Again, in the same Dolphyne case this court adopted and relied on some principles set out in Nyimoh v. Dadzie (1962) 1 GLR 327, to guide the court in the exercise of its discretion.  They are: (1) whether there is a prima facie error on the face of the record; (2) whether a general principle of law has arisen for the first and has to be considered; and (3) whether a decision of the Supreme Court on the point sought to be appealed against will be advantageous to the public.  Indeed Article 131(1)(b) also stipulates that when an application is made to the Court of Appeal for leave to apply to the Supreme Court the leave may be granted if the court “is satisfied that the case involves a substantial question of law or is in the public interest”.  [vide Article 131(1)(b)].  What it all comes to is that, in the words of Atuguba, J.S.C. “although an application for normal leave must show some merits in the intended appeal, an application for special leave must do more than that; it must also give good and convincing reasons why the application is special”.  (vide Kotey v. Koletey, supra, at page 445.

In Kotey v. Koletey (supra) the learned law lords of this court stressed the need for this court to consider other matters in addition to the guiding principles set out above. These other matters include:  Public policy; the need for litigation to come to an end; the need to avoid in ordinate delay in litigation; and respect for the rules of court. To these I will also add the need to avoid prejudice or hardship or inconvenience to the party in whose favour the judgment which is to be appealed against was given.

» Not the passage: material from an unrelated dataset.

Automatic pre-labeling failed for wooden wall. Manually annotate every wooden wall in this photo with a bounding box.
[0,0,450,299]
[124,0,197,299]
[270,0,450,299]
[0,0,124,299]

It is true that in the Dolphyne case and also in Kotey v. Koletey  (supra) where the trend of events was quite akin to events in the present case before us, the special leave was granted, but when we enter the area of judicial discretion no one case can stand out as judicial precedent to delimit our path.

In the present case the plaintiff are not personally to blame.  The fault lies with their lawyer who filed the initial appeal without obtaining leave from the Court of Appal.  However, even though it is often said that the sins of counsel must not be visited on the client, in an application for special leave, the applicant must demonstrate that there is something special which entitles him to the grant. The plaintiffs here urge on us, as their ground for the application that there is a serious error in the judgment of the Court of Appeal which has led to a miscarriage of justice. From the judgments of the trial Circuit Judge and the Lords of the Court of Appeal, what is obvious is that the issue of trespass or no trespass was rather fine. The trial court found trespass; the Court of Appeal held that there was no trespass, and that an injunction could not be granted in respect of a piece of land whereof all the boundaries were not established. One of the two courts was probably right and the other wrong having regard to the evidence. But that is not the issue before us. The question is whether or not the Court of Appeal judgment amounted to miscarriage of justice, as contended by the plaintiffs. In my opinion the plaintiffs have not made out a case of miscarriage of justice. Any complaint against that judgment is a matter to be decided by an ordinary appeal if leave were duly obtained. It does not fall for special leave. I am inclined to agree with the defendant that the delay for nearly four years is inordinate; that there has been no miscarriage of justice, and also that there is no substantial question of law raised by the appeal. This application for special leave cannot be entertained, and I also agree that it should be dismissed.

T.K. ADZOE

JUSTICE OF THE SUPREME COURT

KPEGAH, J.S.C.:

I agree that the application be dismissed.

F.Y. KPEGAH

JUSTICE OF THE SUPREME COURT

AFREH, J.S.C.:

I also agree that the application be dismissed.

D.K. AFREH

JUSTICE OF THE SUPREME COURT

COUNSEL

Mr. Ebow Dawson for Applicant.

Mr. Samuel Dzigba for the Respondents.